Bryon Camilleri never lost sleep because I called him fascist. It’s not going to change now. And yet I feel that the moment his fascist speeches and his fascist conduct go unremarked will be the time when his creed wins.
Consider his remarks yesterday commenting about the draconian laws being introduced in Italy to discourage volunteers from rescuing people drowning in the Mediterranean Sea. He praised the rules underlining their alleged motivation: that the presence of boats operated by non-profit organisations in the water where African migrants risk drowning amounts, in and of itself, as an incentive for illegal migration.
You can spot a fascist argument from miles away even if it is not accompanied by ridiculous gesticulation and military uniforms. They defy logic, they are psychopathically insensitive, they are steeped in racial prejudice, and they replace a state’s obligation to provide security for the people living within its territory with a myth of exclusive territorial entitlement.
Saying that the presence of rescue boats in the Mediterranean Sea is an incentive to illegal migration is like saying the presence of ambulances is an incentive to jump in front of fast cars. Whether provided by ships along the way, or by specialist state or military resources, or by voluntary NGOs, rescue at sea is a worst-case scenario for the people needing it to avoid a watery grave.

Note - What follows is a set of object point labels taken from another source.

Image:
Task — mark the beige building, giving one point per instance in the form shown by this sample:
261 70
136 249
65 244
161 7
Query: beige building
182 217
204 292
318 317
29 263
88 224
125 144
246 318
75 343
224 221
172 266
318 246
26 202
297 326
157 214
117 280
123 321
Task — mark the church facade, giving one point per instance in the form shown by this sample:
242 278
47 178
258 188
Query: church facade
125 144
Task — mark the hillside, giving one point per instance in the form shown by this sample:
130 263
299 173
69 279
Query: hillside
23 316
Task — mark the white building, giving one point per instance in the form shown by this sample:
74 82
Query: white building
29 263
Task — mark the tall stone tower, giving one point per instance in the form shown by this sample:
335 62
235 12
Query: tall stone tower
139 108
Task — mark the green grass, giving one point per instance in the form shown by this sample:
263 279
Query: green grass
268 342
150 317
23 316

Byron Camilleri is suggesting rescue boats are a means of transport, an element in the plan of travellers like the Gatwick Express is part of your plan to get to your meeting in Mayfair. If rescue boats were just another part of the journey, we’d be using them to cruise the Mediterranean instead of the floating megahotels of Costa and MSC.
It is pointless to remind Byron Camilleri of his claim to socialist thinking. But how do his supporters avoid seeing in these racist arguments the same right-wing logic of people who told them that free health care and sick leave payments was an incentive to get sick, social housing was an incentive to gamble and drink their salaries, and unemployment grants were an incentive to be lazy?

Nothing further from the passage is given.